Old Deuteronomyが看取った妻は9匹?縁起の良い9という数字と宗教的な関わりとは?

ミュージカル“CATS”よりOld Deuteronomy(デュトロノミー/長老猫)の英語歌詞を見てみると、彼は9匹の妻を看取ったと書かれています。ここでは9という数字の持つ意味と宗教的な関係を紹介しますよ。
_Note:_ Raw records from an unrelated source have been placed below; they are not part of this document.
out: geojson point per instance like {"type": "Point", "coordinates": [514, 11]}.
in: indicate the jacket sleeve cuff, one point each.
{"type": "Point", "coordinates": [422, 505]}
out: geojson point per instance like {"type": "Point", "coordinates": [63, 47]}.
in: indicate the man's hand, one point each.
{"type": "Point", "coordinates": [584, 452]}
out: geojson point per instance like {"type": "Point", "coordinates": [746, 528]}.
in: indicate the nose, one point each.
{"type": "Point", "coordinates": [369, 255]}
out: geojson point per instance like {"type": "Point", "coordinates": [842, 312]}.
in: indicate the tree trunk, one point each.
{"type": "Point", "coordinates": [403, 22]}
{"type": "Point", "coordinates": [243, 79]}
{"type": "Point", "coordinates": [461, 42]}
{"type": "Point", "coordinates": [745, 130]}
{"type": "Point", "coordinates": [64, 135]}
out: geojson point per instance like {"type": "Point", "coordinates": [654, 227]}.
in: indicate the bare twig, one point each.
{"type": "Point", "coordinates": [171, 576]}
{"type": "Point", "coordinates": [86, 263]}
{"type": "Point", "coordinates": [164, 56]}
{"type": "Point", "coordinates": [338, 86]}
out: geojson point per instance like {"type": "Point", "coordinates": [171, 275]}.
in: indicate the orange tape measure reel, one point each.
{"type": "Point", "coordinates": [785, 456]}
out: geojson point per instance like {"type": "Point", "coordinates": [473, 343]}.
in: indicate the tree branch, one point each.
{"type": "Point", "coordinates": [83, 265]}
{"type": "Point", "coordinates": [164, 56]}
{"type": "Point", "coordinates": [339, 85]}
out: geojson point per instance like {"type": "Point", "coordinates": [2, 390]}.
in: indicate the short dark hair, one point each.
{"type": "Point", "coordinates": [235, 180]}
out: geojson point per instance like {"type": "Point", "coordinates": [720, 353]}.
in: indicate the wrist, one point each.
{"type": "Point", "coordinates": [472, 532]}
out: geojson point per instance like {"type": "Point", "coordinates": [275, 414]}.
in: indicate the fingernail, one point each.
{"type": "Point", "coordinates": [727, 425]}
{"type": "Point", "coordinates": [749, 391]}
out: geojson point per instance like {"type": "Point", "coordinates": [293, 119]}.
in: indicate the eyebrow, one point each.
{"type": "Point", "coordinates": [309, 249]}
Old Deuteronomy(デュトロノミー/長老猫)の歌詞に、次のようなフレーズがあります:

Old Deuteronomy’s buried nine wives
And more ? I am tempted to say ninety-nine
And his numerous progeny prospers and thrives
And the village is proud of him in his decline
―ミュージカル “CATS” より “Old Deuteronomy”

フレーズの中身を見てみましょう:

  • buried nine wives…9匹の妻を看取った
  • tempted to say ninety-nine…99匹だったような気もする
  • numerous progeny prospers and thrives…多くの子孫繁栄に成功する
    thrivesにも「繁栄」という意味がありますが、ここでは「成功」という解釈でよいでしょう。)
  • proud of him…彼に誇りを持っている
  • decline…晩年

長生きなこともあって、妻が先立ち何度か再婚をしているようですが、9匹か99匹かは正確に分からないようです。他の猫たちの方が若く、きっと耳で伝え聞いているからなおさらなんでしょうね。ちょっとお茶目なフレーズです。
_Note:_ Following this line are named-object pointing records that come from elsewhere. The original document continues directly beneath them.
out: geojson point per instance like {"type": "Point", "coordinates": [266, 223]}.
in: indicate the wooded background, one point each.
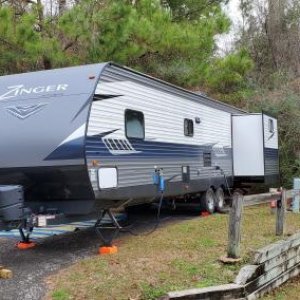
{"type": "Point", "coordinates": [174, 40]}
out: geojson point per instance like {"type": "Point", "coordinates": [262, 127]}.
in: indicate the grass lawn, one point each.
{"type": "Point", "coordinates": [176, 256]}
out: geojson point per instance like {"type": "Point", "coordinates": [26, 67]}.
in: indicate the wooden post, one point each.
{"type": "Point", "coordinates": [234, 231]}
{"type": "Point", "coordinates": [280, 216]}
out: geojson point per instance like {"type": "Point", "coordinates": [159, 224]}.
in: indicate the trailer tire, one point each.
{"type": "Point", "coordinates": [219, 199]}
{"type": "Point", "coordinates": [207, 201]}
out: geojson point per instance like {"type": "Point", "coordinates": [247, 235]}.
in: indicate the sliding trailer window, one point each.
{"type": "Point", "coordinates": [188, 127]}
{"type": "Point", "coordinates": [134, 124]}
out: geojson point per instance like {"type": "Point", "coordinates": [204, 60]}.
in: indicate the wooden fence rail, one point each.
{"type": "Point", "coordinates": [270, 267]}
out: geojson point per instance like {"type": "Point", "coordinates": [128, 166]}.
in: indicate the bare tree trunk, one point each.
{"type": "Point", "coordinates": [61, 6]}
{"type": "Point", "coordinates": [276, 32]}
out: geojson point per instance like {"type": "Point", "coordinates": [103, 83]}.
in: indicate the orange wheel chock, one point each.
{"type": "Point", "coordinates": [25, 245]}
{"type": "Point", "coordinates": [205, 214]}
{"type": "Point", "coordinates": [108, 250]}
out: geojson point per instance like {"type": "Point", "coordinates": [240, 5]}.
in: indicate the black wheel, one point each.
{"type": "Point", "coordinates": [207, 201]}
{"type": "Point", "coordinates": [219, 199]}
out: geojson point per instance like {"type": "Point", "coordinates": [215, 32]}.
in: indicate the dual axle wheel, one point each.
{"type": "Point", "coordinates": [212, 200]}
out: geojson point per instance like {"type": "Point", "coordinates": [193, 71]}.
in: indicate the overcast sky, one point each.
{"type": "Point", "coordinates": [225, 41]}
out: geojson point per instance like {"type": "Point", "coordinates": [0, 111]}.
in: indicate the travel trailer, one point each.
{"type": "Point", "coordinates": [87, 138]}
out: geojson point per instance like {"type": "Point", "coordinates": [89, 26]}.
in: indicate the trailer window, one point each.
{"type": "Point", "coordinates": [188, 127]}
{"type": "Point", "coordinates": [207, 159]}
{"type": "Point", "coordinates": [271, 126]}
{"type": "Point", "coordinates": [134, 124]}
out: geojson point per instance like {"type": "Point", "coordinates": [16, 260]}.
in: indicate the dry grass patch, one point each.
{"type": "Point", "coordinates": [176, 256]}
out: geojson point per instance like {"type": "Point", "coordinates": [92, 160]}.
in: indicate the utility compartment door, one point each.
{"type": "Point", "coordinates": [248, 145]}
{"type": "Point", "coordinates": [271, 154]}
後半では、「子孫繁栄という面でも十分貢献したんだし、デュトロノミーは十分役目を果たした立派な猫だ。もう余生をゆっくり過ごしてもらおう。」という、デュトロノミーの住む村の人たち想いが込められています。ちなみにこの「村」というのは猫ではなく「人間の村」です。原作『キャッツ ポッサムおじさんの猫とつき合う法』にも人間が描かれた挿絵がありますし、Old Deuteronomyのために手を尽くす様子が描かれていますよ。

ちなみに“buried nine wives”については、原作にこんな記述がありました:

猫は九生を生きるといわれている。古来から、猫の生命力とたくましさ、さらには神秘性から、猫は九回の生涯を送ると考えられていた。九はまた、宗教的で縁起のいい数字である。
―T.S.エリオット『キャッツ ポッサムおじさんの猫とつき合う法』(p.55)

このように、調べれば調べるほど私たち観客の知らない隠された意味が次々と出てきます。歌詞を読み解いていくと、作詞家の想いを受け止めることができますね。Old Deuteronomyの名前の由来がキリスト教と深い関わりがあるので、ここでいう「宗教」というのもキリスト教だと思いますが、詳しくは機会のある時に調べてみようと思います。

また、Old Deuteronomy自身がキリスト教と関係の深い存在です。そういう意味でも、この9という数字を使い、歌詞自体に宗教的な意味を持たせたんでしょうね。